“You know I ain’t lyin!”
“America, I tell the truth you can’t say!”
“Bust his head til the white meat shows!”
Bernie Mac was already an up-and-coming comedian when he starred in Spike Lee’s Original Kings of Comedy in 2000. Having risen through the ranks by way of Chicago, Mac made a name for himself during the Def Jam comedy years, as one of the funniest and most unflappable comedians on the tour. So by the time he was introduced in Spike Lee’s film, his confidence and persona was on full display.
From word one, he owns the crowd, making light of everything from his sex drive to the disappearance of grandmother figures to why he has no problem telling the truth about children. It’s in this last bit that a new avenue really opened up. Mac talks of how his sister has recently been arrested and imprisoned for drug use and how he has become the legal guardian of her three children. He then begins to go down a path which in today’s culture might be deemed offensive but in his hands is mined for humor: Children are evil and in need of a heavy hand with discipline, heavy enough to show the white meat. Within this routine, the seeds were planted for The Bernie Mac Show.
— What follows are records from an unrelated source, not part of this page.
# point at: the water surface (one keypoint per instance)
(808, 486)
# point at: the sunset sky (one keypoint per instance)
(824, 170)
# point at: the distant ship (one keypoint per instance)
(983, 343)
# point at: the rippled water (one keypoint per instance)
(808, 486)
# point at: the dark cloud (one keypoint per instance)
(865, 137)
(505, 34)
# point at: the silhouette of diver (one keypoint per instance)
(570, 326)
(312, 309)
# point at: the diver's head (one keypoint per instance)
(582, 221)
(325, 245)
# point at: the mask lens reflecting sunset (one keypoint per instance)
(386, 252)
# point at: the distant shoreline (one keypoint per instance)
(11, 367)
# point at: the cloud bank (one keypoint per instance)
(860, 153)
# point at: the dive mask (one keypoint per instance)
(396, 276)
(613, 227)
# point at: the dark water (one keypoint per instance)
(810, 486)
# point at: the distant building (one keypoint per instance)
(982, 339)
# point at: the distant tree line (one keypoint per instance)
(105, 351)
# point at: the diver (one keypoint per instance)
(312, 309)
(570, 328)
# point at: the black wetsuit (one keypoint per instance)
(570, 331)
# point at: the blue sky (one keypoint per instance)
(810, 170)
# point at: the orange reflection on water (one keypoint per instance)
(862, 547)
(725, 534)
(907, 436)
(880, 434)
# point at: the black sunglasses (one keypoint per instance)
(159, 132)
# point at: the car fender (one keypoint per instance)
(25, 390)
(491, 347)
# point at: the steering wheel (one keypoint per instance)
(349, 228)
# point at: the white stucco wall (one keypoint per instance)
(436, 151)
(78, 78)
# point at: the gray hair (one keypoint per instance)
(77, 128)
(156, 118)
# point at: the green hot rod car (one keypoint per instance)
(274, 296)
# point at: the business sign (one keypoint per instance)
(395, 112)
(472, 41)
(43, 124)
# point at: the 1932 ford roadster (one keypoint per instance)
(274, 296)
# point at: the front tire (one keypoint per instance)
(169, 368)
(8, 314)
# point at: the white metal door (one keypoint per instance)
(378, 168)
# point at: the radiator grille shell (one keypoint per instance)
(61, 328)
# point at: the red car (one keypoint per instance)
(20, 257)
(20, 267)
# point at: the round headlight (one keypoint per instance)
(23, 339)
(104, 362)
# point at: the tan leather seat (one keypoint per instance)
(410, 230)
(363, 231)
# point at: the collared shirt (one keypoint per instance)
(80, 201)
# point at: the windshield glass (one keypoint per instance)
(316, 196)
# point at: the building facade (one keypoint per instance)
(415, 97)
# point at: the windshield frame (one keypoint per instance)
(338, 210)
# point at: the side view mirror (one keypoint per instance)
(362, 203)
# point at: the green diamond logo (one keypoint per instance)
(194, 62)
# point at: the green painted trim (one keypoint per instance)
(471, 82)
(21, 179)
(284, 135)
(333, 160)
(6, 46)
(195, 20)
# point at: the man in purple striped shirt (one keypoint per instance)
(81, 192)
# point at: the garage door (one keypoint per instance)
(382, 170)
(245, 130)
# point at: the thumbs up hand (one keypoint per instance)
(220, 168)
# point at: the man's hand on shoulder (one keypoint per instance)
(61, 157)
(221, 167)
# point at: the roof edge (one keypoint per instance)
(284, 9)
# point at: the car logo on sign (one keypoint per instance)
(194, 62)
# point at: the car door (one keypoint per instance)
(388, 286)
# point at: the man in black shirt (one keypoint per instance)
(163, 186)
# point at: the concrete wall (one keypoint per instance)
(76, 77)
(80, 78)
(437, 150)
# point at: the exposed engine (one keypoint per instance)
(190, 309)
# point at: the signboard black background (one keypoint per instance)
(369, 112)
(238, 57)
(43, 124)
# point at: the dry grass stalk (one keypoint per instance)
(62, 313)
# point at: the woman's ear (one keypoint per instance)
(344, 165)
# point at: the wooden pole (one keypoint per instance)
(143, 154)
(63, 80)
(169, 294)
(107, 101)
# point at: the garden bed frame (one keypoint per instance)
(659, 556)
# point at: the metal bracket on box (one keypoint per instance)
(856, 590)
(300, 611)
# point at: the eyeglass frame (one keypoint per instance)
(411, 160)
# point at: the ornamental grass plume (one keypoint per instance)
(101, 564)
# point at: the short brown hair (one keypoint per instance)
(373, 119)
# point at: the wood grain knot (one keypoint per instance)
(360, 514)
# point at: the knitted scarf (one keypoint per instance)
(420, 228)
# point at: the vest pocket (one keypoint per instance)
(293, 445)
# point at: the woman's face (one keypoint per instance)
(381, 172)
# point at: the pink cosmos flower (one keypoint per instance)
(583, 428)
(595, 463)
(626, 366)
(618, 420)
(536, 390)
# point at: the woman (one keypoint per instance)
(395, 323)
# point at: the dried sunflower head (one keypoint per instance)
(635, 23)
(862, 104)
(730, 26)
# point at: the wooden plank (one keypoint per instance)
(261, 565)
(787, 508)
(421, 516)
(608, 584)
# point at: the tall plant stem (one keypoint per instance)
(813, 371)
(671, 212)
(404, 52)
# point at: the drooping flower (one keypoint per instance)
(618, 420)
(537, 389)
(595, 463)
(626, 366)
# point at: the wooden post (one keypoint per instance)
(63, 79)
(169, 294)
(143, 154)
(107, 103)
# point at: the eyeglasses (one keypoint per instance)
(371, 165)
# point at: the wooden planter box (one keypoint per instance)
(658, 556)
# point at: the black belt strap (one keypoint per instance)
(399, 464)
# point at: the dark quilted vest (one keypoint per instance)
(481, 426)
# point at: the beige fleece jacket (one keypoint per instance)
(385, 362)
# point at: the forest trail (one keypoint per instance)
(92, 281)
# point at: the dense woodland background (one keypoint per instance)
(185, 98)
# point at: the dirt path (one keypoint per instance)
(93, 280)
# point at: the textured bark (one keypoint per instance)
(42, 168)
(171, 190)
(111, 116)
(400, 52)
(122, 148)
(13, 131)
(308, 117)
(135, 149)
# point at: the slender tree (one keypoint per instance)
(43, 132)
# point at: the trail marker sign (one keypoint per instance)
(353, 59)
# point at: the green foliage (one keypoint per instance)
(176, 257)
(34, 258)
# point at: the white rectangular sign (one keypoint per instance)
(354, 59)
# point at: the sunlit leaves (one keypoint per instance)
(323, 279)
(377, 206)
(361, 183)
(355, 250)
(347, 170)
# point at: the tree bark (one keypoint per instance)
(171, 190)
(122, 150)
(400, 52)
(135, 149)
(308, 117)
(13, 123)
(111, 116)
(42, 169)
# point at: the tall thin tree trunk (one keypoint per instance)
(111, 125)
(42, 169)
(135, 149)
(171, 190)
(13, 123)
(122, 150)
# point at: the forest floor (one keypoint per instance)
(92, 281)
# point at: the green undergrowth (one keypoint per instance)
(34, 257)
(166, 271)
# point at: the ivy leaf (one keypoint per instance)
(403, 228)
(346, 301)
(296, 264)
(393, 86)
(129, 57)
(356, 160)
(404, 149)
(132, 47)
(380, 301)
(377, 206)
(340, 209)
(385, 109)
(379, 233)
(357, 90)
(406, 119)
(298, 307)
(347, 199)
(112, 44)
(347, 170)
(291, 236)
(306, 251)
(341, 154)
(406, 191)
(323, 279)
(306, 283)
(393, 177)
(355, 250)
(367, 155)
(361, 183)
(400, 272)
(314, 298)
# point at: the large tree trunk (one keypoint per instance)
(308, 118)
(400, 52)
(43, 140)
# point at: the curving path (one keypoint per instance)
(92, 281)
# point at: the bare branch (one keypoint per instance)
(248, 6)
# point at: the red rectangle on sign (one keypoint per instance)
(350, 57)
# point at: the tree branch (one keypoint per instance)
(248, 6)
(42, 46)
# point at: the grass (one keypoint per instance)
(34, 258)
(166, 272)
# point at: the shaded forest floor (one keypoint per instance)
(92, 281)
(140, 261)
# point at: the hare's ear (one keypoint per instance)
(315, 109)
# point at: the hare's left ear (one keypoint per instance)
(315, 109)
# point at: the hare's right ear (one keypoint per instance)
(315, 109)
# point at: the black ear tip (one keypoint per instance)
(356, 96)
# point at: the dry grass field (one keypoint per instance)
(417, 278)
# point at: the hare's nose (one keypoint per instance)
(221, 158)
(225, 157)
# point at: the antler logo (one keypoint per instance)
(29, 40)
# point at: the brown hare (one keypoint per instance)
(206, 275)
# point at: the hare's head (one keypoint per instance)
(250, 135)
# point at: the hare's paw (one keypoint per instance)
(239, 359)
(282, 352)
As told to The Champs podcast, series creator Larry Wilmore, himself a TV veteran, had the idea for the show from watching the movie and thought Mac’s story on raising his sister’s children was fascinating. At the same time, he had been mulling the idea of spoofing the still young but soon to be omnipresent reality-TV craze. By marrying the two ideas together, the general framework for The Bernie Mac Show was born. Mac would star and it would depict him struggling to raise children while at various times breaking the fourth wall and directly addressing the camera in a sort of tell-all confessional. This framework in part laid the groundwork for what would eventually become an en vogue comedy style: the TV mockumentary.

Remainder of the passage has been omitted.